Housing market trends are shaping up in favor of a solid 2024 for U.S. homebuilders — as long as mortgage rates don’t jump back to the highs they hit late last year
LOS ANGELES — Housing market trends are shaping up in favor of a solid 2024 for U.S. homebuilders — as long as mortgage rates don't jump back to the highs they hit late last year.
Sales of new homes rose nationally in 2023 for the first time in two years, climbing 4.2% from a year earlier, according to the Commerce Department. This bucked the trajectory of the broader housing market, which remained mired in a deep slump as sales of previously occupied U.S. homes sank roughly 19% to a nearly 30-year low.
Homebuilders were able to mitigate the impact of higher interest rates on home shoppers by lowering prices and offering incentives like paying buyers’ closing costs or buying down the rate on their mortgage.

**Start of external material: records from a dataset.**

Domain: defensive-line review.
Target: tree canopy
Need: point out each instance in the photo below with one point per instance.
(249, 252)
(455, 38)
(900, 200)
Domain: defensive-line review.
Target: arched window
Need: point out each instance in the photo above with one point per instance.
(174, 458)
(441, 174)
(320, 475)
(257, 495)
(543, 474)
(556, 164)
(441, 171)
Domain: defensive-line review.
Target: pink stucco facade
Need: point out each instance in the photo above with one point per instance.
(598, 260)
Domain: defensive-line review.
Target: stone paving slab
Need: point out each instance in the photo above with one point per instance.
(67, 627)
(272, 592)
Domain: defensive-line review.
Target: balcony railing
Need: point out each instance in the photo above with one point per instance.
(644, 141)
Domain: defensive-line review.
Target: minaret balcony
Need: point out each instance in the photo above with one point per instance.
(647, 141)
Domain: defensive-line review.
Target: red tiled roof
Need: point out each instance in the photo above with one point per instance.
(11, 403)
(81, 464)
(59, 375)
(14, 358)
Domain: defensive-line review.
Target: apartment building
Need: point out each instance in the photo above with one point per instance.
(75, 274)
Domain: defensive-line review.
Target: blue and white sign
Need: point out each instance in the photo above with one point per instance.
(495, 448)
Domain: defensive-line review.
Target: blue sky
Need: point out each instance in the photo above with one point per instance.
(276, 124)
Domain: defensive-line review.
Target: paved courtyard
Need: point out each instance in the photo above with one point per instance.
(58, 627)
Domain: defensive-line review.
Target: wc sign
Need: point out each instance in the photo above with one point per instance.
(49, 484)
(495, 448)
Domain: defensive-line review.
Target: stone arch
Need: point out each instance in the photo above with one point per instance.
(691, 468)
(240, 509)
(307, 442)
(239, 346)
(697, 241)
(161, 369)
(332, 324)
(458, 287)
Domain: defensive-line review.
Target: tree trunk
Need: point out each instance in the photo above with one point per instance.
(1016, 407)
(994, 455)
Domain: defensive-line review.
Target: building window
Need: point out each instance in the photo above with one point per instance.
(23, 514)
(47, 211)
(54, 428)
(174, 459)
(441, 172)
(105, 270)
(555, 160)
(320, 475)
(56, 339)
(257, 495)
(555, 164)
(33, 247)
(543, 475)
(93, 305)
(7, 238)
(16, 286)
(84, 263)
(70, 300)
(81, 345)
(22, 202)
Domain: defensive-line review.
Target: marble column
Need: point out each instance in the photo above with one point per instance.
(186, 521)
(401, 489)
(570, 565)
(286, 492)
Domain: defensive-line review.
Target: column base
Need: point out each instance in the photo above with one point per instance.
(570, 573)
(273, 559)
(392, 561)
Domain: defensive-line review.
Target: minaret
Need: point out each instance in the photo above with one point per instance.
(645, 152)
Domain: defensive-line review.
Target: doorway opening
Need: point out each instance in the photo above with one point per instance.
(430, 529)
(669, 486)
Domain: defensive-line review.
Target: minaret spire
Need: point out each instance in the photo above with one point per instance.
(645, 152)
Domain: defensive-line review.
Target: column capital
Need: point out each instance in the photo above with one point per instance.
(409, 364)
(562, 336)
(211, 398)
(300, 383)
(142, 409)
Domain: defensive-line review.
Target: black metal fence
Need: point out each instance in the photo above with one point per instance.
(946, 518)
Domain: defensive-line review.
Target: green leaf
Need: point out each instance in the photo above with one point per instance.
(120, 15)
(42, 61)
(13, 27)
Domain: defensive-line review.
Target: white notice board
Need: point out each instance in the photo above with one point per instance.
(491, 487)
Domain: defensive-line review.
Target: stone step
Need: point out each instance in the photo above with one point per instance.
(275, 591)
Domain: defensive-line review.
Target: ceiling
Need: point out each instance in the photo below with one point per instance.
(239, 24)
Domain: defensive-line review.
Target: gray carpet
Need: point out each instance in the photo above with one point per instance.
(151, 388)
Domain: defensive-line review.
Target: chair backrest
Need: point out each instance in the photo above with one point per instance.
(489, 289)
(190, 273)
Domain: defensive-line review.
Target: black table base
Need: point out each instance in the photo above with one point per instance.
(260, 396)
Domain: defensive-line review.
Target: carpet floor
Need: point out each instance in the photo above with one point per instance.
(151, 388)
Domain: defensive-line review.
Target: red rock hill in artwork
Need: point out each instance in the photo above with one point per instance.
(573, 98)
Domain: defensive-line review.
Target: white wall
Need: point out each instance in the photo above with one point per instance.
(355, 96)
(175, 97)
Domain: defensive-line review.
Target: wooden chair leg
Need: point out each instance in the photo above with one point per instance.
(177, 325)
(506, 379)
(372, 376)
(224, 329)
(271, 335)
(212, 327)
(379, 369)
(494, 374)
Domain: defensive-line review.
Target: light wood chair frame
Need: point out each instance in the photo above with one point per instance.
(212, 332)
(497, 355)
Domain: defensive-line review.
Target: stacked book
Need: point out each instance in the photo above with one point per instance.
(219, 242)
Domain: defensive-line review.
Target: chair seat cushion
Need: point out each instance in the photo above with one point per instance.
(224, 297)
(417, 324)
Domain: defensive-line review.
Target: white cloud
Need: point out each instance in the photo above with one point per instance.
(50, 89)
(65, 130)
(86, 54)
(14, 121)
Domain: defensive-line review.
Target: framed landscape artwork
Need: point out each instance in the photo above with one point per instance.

They also benefited from a chronically low inventory of existing homes on the market.
Those market trends are expected to help give homebuilders a leg up again this year, Wall Street analysts say.
Moody’s Investors Service projects that new U.S. home sales will increase 5% in 2024, citing strong demand among millennials and a healthy job market.
The new-home market’s “healthy fundamentals should result in a solid year for U.S. homebuilders,” the Moody’s analysts wrote in the report released this week.
Underpinning much of the optimism are expectations that mortgage rates will continue to decline this year.
Moody’s forecasts that the average rate on a 30-year fixed mortgage will drop to 6.4% by the fourth quarter. Forecasts by several housing economists see the average rate declining this year, though generally no lower than 6%.